Остался всего один выродок. Всего один. Мне почти удалось.
Но я больше не могу.
«Соберись!» — велел я себе сурово, сжимая кулаки и пытаясь оттолкнуться ими от пола.
Но силы физически оставили меня. Организм просто сдал — после 12 часов пахоты, после пары десятков полученных ударов и трех ножевых ранений. Я понимал все, что происходит. Но мог лишь смотреть, как убийца подходит, дабы довершить начатое.
— Террорист гребаный! Сука! — взревел он, пнув меня ногой в живот.
Матео появился сбоку как тень незаметно. Убийца успел удивиться этому, переместить на него внимание — но не был готов отразить град обрушившихся на него ударов. Некогда капрал Муэрте обрушился на него как ураган. Он колотил его и колотил, прижав к стенке, и там добивал, слева, справа, слева, справа, без устали, без передышки, словно робот, атакующий намеченную боевым компьютером мишень — пока цель, оглушенная и деклассированная, не распласталась на полу.

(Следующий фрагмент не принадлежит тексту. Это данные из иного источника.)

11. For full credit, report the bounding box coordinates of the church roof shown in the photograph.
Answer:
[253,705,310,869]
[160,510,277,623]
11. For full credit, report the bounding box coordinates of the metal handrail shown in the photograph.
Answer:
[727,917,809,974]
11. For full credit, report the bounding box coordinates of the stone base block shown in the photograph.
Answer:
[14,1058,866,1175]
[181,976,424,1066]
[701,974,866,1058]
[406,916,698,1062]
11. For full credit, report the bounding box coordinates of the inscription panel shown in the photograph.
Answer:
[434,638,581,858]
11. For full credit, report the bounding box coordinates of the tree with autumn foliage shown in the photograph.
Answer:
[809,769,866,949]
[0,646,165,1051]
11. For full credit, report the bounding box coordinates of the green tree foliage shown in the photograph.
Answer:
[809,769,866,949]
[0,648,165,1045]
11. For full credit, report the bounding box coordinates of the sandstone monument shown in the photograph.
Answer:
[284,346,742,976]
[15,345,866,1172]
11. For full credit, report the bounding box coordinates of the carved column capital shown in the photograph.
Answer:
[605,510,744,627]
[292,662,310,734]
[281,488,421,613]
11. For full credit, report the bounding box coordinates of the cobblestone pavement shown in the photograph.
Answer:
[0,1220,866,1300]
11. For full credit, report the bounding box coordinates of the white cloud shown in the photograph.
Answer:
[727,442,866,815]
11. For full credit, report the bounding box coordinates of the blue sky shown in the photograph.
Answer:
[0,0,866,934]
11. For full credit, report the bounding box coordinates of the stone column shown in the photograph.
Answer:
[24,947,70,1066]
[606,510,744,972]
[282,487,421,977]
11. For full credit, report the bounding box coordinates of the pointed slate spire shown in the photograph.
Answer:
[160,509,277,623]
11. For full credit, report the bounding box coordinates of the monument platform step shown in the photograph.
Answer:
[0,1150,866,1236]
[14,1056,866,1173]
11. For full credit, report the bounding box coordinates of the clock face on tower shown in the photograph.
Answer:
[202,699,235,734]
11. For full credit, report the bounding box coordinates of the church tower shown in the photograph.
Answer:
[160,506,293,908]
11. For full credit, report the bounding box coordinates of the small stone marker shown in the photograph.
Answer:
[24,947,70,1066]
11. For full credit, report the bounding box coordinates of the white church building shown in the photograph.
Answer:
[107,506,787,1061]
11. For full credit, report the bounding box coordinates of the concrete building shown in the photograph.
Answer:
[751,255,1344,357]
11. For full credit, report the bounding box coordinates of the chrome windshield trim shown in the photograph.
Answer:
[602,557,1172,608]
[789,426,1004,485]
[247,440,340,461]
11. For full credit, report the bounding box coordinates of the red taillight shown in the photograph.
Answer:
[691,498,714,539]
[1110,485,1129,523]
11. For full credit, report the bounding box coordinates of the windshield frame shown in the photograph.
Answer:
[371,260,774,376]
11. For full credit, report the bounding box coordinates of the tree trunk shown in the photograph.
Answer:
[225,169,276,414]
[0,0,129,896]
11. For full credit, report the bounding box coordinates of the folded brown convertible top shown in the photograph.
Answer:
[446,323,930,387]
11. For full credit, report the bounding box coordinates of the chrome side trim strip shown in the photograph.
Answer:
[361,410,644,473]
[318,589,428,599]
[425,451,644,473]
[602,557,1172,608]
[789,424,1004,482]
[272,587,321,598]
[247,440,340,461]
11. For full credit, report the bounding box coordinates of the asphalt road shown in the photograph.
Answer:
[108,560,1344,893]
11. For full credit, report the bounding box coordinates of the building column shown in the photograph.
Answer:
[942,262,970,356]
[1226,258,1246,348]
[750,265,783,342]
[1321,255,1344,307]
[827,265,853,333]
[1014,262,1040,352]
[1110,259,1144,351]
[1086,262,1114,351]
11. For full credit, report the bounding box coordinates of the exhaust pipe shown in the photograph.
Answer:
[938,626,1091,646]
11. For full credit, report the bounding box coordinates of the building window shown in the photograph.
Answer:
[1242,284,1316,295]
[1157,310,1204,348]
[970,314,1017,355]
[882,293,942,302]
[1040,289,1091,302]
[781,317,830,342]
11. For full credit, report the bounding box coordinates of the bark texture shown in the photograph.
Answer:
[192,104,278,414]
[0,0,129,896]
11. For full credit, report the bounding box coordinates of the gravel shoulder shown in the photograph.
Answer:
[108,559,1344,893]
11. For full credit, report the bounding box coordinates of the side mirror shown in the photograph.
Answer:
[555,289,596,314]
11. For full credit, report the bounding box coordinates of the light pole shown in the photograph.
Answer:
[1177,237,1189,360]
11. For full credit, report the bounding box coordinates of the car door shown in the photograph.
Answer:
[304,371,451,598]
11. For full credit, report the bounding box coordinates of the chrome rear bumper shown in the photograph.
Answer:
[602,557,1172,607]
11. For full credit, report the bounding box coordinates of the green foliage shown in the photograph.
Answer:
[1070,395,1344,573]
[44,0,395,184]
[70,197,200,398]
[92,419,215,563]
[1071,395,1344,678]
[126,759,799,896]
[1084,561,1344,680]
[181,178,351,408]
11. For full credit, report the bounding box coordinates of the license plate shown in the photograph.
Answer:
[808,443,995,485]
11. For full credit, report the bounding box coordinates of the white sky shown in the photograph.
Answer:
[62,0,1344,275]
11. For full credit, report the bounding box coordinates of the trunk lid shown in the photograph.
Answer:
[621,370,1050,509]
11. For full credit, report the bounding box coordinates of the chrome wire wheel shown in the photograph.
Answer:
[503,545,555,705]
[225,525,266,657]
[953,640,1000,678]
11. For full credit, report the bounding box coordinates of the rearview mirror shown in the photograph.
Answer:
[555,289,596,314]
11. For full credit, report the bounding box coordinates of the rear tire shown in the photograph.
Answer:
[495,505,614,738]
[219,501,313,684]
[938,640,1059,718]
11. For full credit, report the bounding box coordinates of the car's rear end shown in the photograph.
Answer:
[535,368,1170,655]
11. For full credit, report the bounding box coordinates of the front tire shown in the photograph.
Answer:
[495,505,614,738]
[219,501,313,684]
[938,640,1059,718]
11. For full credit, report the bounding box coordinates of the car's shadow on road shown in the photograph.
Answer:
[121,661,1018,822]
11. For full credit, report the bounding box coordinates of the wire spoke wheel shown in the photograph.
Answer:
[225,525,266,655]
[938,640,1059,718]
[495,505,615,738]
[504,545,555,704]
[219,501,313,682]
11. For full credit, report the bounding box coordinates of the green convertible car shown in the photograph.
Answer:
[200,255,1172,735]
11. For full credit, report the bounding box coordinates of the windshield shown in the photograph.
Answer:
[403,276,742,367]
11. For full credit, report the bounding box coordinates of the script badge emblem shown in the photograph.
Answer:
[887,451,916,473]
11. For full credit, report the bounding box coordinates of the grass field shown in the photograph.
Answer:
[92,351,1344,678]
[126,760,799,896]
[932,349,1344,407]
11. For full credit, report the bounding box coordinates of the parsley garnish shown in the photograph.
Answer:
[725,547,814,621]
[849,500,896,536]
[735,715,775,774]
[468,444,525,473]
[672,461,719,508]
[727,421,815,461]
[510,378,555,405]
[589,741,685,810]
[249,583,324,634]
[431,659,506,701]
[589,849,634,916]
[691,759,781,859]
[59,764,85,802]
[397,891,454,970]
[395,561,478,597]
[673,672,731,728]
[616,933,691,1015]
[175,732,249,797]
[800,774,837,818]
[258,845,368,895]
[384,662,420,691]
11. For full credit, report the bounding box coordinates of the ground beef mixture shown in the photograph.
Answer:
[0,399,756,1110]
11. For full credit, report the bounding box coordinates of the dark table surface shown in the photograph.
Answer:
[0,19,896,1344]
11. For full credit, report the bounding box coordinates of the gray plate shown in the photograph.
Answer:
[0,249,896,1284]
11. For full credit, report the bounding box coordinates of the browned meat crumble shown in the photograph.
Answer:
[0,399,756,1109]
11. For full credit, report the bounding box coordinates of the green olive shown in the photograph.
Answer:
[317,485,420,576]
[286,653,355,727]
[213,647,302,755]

Все еще лежа на холодной плитке, в своей и чужой крови, я молча смотрел на него, но не был в силах ничего сказать.
— Не люблю шакалов, которые нападают впятером на одного, — объяснил Матео, тяжело дыша.
Его лицо, дышащее бесшабашной смелостью и непоколебимой уверенностью, скривилось в усмешке — за миг до того, как покрытая татуировками грудь, тяжело вздымающаяся от дыхания, трепыхнулась, словно подбитая птица. Улыбка так и не исчезла с его лица — лишь стала какой-то удивленной. Рот булькнул, и из его уголка пошла кровь. Ослабевшие вдруг ноги, разъезжающиеся на мокром полу, сделали пару инстинктивных шагов вперед — и за его спиной, из которой торчала рукоять заточки, стал виден мрачно ухмыляющийся Сигал.